Crummy Cardboard Casket


October 15, 2011 —This story starts out with furniture. Sorry. Hopefully there’ll be a payoff. A couple of weeks ago, my parents sent us, as a gift, a five-foot-long leather storage ottoman. It was an extremely nice gesture and an extremely nice piece of furniture. However, just like all the others in my peer group, all I could think about was the large cardboard box that it came in.

If the box had arrived at any other time of year, I would have sliced it up into manageable pieces, ignored the recycling receptacle because I hate how its design forces me to live with what basically is an open pile of trash sitting in my lawn, and thrown it into a nice, lidded garbage can. But because it’s Halloween, I was darkly moved. I knew that oblong box needed to be turned into a casket.

It was a strange urge, and it wouldn’t go away.

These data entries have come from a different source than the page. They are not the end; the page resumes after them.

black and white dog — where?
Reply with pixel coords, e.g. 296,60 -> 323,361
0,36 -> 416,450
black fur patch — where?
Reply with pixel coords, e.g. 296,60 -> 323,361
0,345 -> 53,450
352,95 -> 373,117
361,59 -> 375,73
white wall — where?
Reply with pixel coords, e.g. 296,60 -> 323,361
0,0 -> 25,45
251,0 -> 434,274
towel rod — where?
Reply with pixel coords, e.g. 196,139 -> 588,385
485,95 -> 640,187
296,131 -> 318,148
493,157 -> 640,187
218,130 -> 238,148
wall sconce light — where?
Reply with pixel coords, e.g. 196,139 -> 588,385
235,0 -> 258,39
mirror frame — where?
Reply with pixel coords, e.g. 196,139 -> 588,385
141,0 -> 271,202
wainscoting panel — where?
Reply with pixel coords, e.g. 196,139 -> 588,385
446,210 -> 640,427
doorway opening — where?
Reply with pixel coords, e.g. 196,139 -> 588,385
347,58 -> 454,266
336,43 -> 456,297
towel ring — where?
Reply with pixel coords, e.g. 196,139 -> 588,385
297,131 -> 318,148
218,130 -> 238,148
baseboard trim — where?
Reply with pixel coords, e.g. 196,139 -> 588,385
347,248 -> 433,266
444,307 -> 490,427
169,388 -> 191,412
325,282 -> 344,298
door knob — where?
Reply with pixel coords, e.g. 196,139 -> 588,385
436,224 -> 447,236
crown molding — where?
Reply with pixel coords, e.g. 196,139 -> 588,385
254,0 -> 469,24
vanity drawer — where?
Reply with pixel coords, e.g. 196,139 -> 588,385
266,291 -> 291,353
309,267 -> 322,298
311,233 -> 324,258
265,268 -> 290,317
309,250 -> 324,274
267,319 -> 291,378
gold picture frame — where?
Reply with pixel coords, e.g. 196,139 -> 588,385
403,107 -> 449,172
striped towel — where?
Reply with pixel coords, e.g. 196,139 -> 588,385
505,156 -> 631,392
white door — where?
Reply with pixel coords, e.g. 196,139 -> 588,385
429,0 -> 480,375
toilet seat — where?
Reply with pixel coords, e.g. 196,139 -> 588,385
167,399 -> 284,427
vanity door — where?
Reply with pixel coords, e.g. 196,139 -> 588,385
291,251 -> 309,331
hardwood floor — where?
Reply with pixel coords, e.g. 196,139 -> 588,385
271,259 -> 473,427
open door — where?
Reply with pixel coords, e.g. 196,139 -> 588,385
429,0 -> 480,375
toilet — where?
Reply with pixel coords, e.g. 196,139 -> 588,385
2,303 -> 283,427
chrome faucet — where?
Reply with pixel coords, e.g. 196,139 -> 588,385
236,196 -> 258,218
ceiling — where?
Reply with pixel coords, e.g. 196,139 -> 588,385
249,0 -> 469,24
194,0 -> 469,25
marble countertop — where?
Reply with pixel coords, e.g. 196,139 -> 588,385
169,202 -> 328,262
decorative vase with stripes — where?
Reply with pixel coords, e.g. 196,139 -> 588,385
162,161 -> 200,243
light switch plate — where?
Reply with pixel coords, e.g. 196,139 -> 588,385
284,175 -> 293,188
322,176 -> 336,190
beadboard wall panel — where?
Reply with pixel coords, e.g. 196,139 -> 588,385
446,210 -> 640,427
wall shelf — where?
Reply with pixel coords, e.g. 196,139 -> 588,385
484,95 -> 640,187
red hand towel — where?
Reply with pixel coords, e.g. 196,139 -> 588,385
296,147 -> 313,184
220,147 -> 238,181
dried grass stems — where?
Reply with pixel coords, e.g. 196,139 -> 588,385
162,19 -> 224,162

Suddenly, I understood Richard Dreyfuss’s need to sculpt shaving cream and dirt in Close Encounters of the Third Kind, Kevin Bacon’s need to dig holes in his backyard in Stir of Echoes. This thing had to become a casket. It just had to.

Now, I’m not a handy person. I’m not a crafty person. My hands might as well end in bloody stumps for all their ability to do cool things with physical objects. I actually have to ask my kind paraplegic neighbor to attach my garden hose to the spigot for me. So what do you do when you have no DIY skills and yet a strong impulse to DIY a cardboard box into a casket?

Simple. You make a half-assed casket. Maybe quarter-assed. Maybe an assket. You tell me.








Nobody would be caught dead in this casket, I realize. Fortunately, active work time on this project was about 45 minutes, not counting time spent recovering from aerosol paint inhalation. And it was all in ten-minute spurts, as a majority of the process (I guess is the word) was waiting for said paint to dry. And I’m not even sure it ever fully did because I just spent ten minutes photographing it and am now pleasantly buzzed.

However, because it took so little time, I don’t feel bad that it looks horrible and will be getting thrown away soon, probably before Halloween even arrives. But it’s done. That impulse is unpulsed. I can now go back to my regularly scheduled obsessions. And I finally found a place to put that dead alien that’s been decaying in my back yard since its ship crashed into my garage. Real life is not like ALF.